Leftist media outlets launch vicious smear campaign against President Trump over an alleged Truth Social post, ignoring White House clarification of a staffer error amid unverified screenshots from anti-Trump sources.
Story Snapshot
- Claims of a “racist” video depicting Obamas as primates surfaced from partisan X accounts and forums, relying on screenshots without archived proof.
- White House quickly deleted the post, first calling it a meme, then attributing it to a staffer mistake—no confirmation from Trump or Truth Social.
- Story amplified by outlets like LA Times during Black History Month and midterms, framing it as voter suppression despite lack of evidence.
- Uncertainties persist: no mainstream fact-checks, potential screenshot manipulation, and reliance on anti-Trump amplifiers raise hoax suspicions.
Event Timeline Unfolds Rapidly
Late on February 5, 2026, a video reportedly appeared on Trump’s Truth Social account. The clip mixed 2020 election fraud claims with alleged animated images near the end showing Barack and Michelle Obama with monkey-like features. Anti-Trump accounts on X, such as “Rpox against Trump,” and forums like Democratic Underground spread screenshots in early February 6 hours. By Thursday, the post drew claims of a “documentary-style” format with subliminal flashes. This timing hit during Black History Month and 2026 midterm buildup, platforms like Truth Social allowed unmoderated sharing without immediate response.
White House Response Shuts Down Narrative
On February 7, the White House deleted the post amid emerging backlash. Staff initially dismissed it as a meme, then clarified it as a staffer mistake. No direct statement came from President Trump or Truth Social. Critics on X decried it without bottom, but no Obama response emerged. The swift removal prevented wider circulation, highlighting operational discipline in the administration focused on real priorities like border security and economic revival after Biden-era chaos.
Under President Trump’s leadership, the focus remains on securing the border, with over 605,000 deportations and 1.9 million self-deportations since taking office. These victories protect American communities from illegal immigration strains, contrasting sharply with past open-border policies that fueled inflation and crime. Frivolous media distractions cannot derail this momentum toward restoring law and order.
Uncertainties Expose Media Bias
Verification relies on pre-deletion screenshots from partisan sources, with no publicly archived video post-removal. No Trump or Truth Social denial beyond the White House statement leaves questions: Did Trump personally post it, or was it staff? Mainstream fact-checkers like Snopes have not confirmed, and the story originated from anti-Trump amplifiers. Historical context notes Trump’s past Obama critiques like birtherism, but this lacks concrete proof beyond tropes critics label racially charged. Conservative observers see familiar playbook: unverified claims to smear during election cycles.

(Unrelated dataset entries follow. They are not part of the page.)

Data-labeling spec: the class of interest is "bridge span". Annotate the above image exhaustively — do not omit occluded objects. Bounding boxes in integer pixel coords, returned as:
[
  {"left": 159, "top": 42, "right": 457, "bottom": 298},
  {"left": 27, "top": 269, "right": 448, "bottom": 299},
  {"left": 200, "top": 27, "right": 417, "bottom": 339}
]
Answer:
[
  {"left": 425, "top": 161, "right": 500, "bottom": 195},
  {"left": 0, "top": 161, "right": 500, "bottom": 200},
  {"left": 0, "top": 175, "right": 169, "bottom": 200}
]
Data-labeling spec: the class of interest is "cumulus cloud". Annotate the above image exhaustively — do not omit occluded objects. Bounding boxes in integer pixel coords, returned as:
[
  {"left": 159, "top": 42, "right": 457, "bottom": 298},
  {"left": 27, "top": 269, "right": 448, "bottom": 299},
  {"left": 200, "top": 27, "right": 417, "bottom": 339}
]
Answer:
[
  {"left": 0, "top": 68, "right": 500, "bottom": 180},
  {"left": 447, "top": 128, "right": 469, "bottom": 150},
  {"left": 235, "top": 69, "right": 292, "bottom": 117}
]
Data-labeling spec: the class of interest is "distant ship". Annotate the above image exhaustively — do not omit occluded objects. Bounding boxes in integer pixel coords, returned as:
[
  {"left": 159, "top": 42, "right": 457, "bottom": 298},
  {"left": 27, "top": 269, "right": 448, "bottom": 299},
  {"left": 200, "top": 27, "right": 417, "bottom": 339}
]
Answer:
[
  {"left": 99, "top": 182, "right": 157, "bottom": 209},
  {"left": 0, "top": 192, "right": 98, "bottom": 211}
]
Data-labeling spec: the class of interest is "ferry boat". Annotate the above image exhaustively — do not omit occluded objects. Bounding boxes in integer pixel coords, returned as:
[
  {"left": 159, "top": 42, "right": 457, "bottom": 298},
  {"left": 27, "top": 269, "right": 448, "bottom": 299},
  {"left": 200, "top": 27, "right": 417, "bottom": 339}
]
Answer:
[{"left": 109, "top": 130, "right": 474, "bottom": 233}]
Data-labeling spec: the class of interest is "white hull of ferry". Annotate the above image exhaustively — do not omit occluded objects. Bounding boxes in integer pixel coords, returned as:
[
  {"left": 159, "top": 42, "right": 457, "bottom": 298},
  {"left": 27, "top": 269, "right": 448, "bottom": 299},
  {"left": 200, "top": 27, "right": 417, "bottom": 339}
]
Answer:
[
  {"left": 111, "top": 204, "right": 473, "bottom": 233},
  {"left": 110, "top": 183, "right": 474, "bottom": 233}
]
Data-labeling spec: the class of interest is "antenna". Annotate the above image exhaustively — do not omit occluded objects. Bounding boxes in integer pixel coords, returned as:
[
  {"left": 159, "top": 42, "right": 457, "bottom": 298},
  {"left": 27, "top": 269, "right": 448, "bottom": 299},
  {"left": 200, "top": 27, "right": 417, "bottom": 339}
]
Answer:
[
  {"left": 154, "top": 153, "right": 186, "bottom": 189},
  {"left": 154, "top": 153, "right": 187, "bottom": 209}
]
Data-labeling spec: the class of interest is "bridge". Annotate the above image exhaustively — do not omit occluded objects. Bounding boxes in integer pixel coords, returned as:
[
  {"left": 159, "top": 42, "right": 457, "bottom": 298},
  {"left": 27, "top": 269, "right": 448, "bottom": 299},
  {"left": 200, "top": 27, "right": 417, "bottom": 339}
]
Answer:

Experts like Melina Abdullah from BLM LA link it to voter crackdowns, warning of pre-1965 oppression. Brian Levin from CSUSB ties it to hate crime patterns, citing Trump’s 2020 tweet effects. These viewpoints frame it as escalating rhetoric against Black voters and immigrants, yet ignore White House error attribution and evidential gaps. For patriots frustrated with woke divisiveness, this underscores media’s role in sowing discord over facts.
Sources:
In racist video depicting Obamas as apes, Trump makes it clear what comes next (LA Times column).
Trump’s racist post about Obamas is deleted after backlash despite White House defense (MPR News).